EDICIÓN IMPRESA | CARA Y CRUZ. La asunción de Daniel Andrada...
La asunción de Daniel Andrada en lugar de Arturo Aguirre en la Cámara de Diputados es un indicio más de la descomposición en que se encuentra sumido el radicalismo, al margen de alguna aislada señal de recuperación como la que dio el bloque de senadores con la negativa a prestar acuerdo como Fiscal de Estado a Marcos Denett. Esta descomposición se manifiesta en el deterioro de los lazos de solidaridad entre integrantes de un mismo sector político -como en teoría serían Andrada y Aguirre- y en la falta de reflejos para advertir que en realidad, el peronismo pretende extender a todo el FCS la imputación de "inhabilidad moral" que descargó sobre el ex director de OSEP para negarle el ingreso a la Cámara baja. Que Andrada haya aceptado asumir en lugar de Aguirre implica que comparte las razones del peronismo expulsor: el médico acusado en la causa OSEP carece de las condiciones morales necesarias para ser legislador. Si así no fuera, tendría que haberlo explicado después de prestar juramento, para dotar a su ingreso de algún significado institucional diferente.
Pero tampoco el FCS se inquietó por proteger la moral fustigada del impugnado Aguirre. La moción de conformar la Comisión de Poderes para tratar los títulos del médico, planteada por el presidente del bloque del FV Roberto Perrota, fue apoyada por el titular de la bancada radical, Julio Salerno, y aprobada por unanimidad. Esta actitud revela que la exclusión de Aguirre contaba con el acuerdo de la oposición radical: el rechazo a su ingreso se impuso con 19 votos, contra 16 de los radicales y una abstención. La hipocresía de la puesta en escena es evidente. Al FCS le hubiera bastado con retirarse del recinto para que la arremetida peronista naufragara: el quórum reglamentario para sesionar es de 21 diputados, y el rechazo juntó dos votos menos. La suerte del ex director de OSEP fue pactada entre radicales y peronistas. El diputado Ricardo Del Pino consideró que la exclusión debía definirse por mayoría calificada de dos tercios, argumento de inviabilidad palmaria desde el vamos y, por tanto, esgrimido para tratar de hacer más verosímil la "mise en scène". Luego fue muy notoria la ausencia de alusiones particulares sobre las condiciones de Aguirre, que con seguridad ha de tenerlas.

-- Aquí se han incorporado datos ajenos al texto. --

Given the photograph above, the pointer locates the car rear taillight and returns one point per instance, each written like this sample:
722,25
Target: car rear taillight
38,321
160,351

Ni un responso por el galeno, ni un intento por postularlo como víctima de una injusticia, ni un discurso para confrontar la movida peronista tendiente a convertir al amigo de Eduardo Brizuela del Moral en encarnación de la corrupción radical. No se trataba de proponer alquimias reglamentarias, sino de defender a Aguirre porque las acusaciones en su contra son injustas. Y si no, es porque para el FCS, como para el FV, las acusaciones no son injustas. No era una disputa jurídica, ni tenía que ver con sentencias firmes o estados de las causas judiciales, sino una maniobra de carácter político que apuntaba a acusar en Aguirre a todo el radicalismo. Andrada no abordó ni éste ni ningún otro aspecto, pues poco debía interesarle el pellejo del excluido mientras él embuchara el tercer mandato consecutivo como diputado. Pero tampoco el resto ensayó una defensa personal del médico, figura emblemática del FCS y particularmente del radicalismo.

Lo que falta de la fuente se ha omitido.